INFLUENCE OF RADIATION DAMAGE ON TITANITE (U-TH)/HE DATES FROM THE KAAPVAAL CRATON, SOUTHERN AFRICA

Titanite (U-Th)/He (THe) dating is a little-utilized but promising mid-temperature thermochronometer that early diffusion studies showed is sensitive to temperatures of 220-190°C (Reiners and Farley, 1999; Stockli and Farley, 2004). Despite the numerous advances in high (>300 °C) and low (<120 °C) temperature thermochronometric techniques, the community has few well-developed mid-temperature thermochronometers. Titanite is a relatively common accessory phase in igneous and metamorphic rocks, and THe dating provides an opportunity to better constrain thermal histories in the 300 to 120 °C temperature range. Recent work on apatite (e.g., Shuster et al., 2006; Flowers et al., 2009) and zircon (Guenthner et al., 2013) He diffusion kinetics revealed that radiation damage influences He retentivity, however, this effect has not been previously recognized in titanite.

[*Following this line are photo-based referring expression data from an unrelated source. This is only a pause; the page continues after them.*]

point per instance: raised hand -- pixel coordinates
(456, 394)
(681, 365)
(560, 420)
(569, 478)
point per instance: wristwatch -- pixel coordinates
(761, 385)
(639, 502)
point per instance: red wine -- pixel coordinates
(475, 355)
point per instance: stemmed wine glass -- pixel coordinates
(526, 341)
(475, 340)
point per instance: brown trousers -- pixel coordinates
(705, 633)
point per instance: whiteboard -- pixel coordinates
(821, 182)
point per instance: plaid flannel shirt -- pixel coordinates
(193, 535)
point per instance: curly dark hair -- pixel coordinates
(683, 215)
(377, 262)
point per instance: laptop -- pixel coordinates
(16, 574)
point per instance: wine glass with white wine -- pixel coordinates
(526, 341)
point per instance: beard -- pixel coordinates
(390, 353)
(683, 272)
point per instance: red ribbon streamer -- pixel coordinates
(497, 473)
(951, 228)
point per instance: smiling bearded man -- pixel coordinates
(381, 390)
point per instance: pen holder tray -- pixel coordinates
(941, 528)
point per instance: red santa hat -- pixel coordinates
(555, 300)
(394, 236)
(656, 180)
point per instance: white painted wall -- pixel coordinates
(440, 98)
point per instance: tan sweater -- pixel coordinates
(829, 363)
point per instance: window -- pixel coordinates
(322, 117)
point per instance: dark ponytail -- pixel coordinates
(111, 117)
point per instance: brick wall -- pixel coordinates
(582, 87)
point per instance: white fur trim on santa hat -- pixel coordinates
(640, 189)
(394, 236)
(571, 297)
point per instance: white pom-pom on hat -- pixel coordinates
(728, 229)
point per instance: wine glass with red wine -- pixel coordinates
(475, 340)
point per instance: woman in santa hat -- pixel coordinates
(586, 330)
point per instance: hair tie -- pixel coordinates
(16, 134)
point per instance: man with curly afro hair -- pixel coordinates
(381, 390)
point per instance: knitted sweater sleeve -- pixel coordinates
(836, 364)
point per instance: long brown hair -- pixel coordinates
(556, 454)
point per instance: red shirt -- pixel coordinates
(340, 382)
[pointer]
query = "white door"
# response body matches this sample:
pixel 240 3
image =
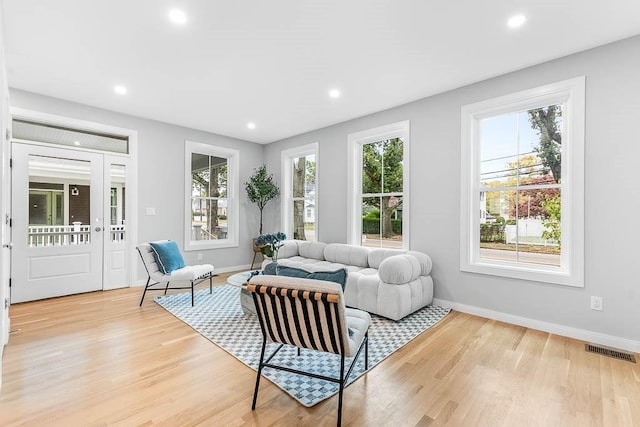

We acquired 50 single-grain THe analyses from 11 Archean basement samples across the northeastern Kaapvaal craton, southern Africa. The THe dates range from 20.2 ± 0.2 Ma to 1140.9 ± 12.9 Ma and are negatively correlated with their ~5.0-490 ppm span of effective U concentration (eU). This pattern is consistent with radiation damage increasing He diffusivity, analogous to zircon (Guenthner et al., 2013). To more fully test this idea we utilized Raman spectroscopy to qualitatively assess radiation damage magnitudes in a subset of 4 samples that encompass the full eU span of our dataset. The pattern of Raman peak broadening associated with increasing eU in the African titanites supports the use of eU as a proxy for radiation damage in this sample suite. Stepwise degassing ⁴He diffusion experiments on the same 4 titanite samples yield effective closure temperatures that vary by ~200°C and are negatively correlated with eU. Together these results document a strong dependence of titanite He diffusivity on radiation damage. The THe dates fall within a nearly 3 b.y. interval of the craton’s history for which almost no thermochronometric constraints exist. They also have intriguing implications for a significant but previously unidentified Proterozoic erosion event across the ‘stable’ craton, thus demonstrating the utility of this tool for providing new insight into poorly understood portions of geologic histories.